Вернуться к Сочинения

Епископ Бёрглумский и его родич

Вот мы и в Ютландии, севернее Дикого болота; здесь можно услышать, как воет морской прибой, ведь море совсем рядом. Но прямо перед нами высится большой песчаный холм; он виден издалека, и мы еще не доехали до него, медленно продвигаясь вперед по глубокому песку. На холме стоит большое старинное здание: это Бёрглумский монастырь; в его самом большом флигеле до сих пор церковь. Мы доберемся туда лишь поздно вечером, но погода ясная, ночи светлые, так что можно видеть далеко вокруг; с холма открывается вид на поля и болота, на Ольборгский фьорд, на вересковое пустоши и луга, до самого темно-синего моря.

И вот мы на холме, с грохотом катимся между гумном и овином, а потом поворачиваем и въезжаем в ворота старого замка. Вдоль его стен растут липы; они нашли здесь защиту от ветра и непогоды и разрослись так, что почти закрыли все окна.

Мы поднимаемся по каменной винтовой лестнице, проходим по длинным коридорам под балками потолка. Как странно гудит здесь ветер: не знаешь точно — снаружи или внутри... И потом, все эти рассказы... Да, рассказывают всякое и видят всякое, когда сами боятся или хотят напугать других. Говорят, что давно умершие монахи бесшумно скользят мимо нас в церковь, где служат мессу, и пение их доносится сквозь шум ветра. Душой овладевают странные чувства, задумываешься о старине, да так, что невольно переносишься в былые времена.

* * *

О берег разбился корабль; слуги епископа уже на берегу; они не щадят тех, кого пощадило море. Волны смывают алую кровь, струящуюся из проломленных черепов. Выброшенный морем груз принадлежит теперь епископу, а добра тут немало. На берег выкатываются бочки и бочонки поменьше, с дорогим вином. Все идет в монастырские погреба, и без того набитые бочками с пивом и медом. В кухне полным-полно убоины, колбас и окороков; в прудах плавают жирные лещи и лакомые караси. Епископ Бёрглумский — могущественный человек, велики его владения, но ему все мало! Все вокруг должно склониться перед Олуфом Глобом!
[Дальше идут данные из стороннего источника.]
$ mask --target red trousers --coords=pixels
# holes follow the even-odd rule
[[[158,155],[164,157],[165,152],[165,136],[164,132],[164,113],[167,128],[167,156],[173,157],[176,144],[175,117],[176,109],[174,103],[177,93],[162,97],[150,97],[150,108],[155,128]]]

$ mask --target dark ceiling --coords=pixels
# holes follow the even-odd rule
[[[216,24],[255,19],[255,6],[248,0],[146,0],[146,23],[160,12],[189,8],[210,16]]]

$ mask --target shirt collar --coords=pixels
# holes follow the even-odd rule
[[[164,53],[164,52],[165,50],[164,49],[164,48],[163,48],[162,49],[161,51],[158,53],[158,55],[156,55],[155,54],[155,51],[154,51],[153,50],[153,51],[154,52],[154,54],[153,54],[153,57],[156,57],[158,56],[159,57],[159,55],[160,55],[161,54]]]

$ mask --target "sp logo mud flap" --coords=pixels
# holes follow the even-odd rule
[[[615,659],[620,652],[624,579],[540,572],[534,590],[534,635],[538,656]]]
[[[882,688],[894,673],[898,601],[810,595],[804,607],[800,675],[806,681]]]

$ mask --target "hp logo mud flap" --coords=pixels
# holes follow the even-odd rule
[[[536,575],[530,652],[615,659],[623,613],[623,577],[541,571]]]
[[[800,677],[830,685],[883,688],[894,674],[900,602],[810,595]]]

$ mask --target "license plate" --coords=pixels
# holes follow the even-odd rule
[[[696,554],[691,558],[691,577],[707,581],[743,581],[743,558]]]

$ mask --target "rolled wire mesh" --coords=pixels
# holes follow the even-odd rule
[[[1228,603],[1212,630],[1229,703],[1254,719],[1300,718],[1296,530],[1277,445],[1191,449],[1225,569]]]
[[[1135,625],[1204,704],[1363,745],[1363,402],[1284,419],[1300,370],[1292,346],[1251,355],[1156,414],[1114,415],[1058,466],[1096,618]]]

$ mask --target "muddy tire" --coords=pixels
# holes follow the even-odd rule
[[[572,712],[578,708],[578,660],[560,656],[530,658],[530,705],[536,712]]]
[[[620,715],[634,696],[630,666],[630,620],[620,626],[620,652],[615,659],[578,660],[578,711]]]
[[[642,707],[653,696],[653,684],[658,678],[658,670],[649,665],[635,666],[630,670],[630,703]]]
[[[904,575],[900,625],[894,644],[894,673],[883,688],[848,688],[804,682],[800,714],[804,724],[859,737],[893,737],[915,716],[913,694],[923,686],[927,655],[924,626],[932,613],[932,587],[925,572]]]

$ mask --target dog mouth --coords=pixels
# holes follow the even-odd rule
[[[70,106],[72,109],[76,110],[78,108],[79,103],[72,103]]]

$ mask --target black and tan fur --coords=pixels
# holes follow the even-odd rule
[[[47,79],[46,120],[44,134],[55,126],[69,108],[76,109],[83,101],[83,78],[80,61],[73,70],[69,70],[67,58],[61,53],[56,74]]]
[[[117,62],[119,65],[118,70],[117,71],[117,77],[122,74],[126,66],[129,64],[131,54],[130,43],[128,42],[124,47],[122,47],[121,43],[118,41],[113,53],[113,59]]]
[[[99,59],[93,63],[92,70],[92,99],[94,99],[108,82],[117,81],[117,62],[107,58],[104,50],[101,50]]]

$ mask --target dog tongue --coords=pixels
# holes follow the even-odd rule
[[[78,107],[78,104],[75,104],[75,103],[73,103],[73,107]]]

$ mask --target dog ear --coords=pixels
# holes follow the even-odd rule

В Тю умер его богатый родич. «Родич родичу хуже врага» — справедливость этой пословицы пришлось признать вдове умершего. Муж ее владел всеми землями в этих краях, кроме монастырских; сын находился в чужой стране; еще мальчиком он был послан туда, чтобы познакомиться с местными нравами и обычаями, к чему так лежала его душа; но вот уже несколько лет от него не было вестей. Может, он лежит в могиле и никогда больше не вернется домой, хозяйничать там, где хозяйничает его мать.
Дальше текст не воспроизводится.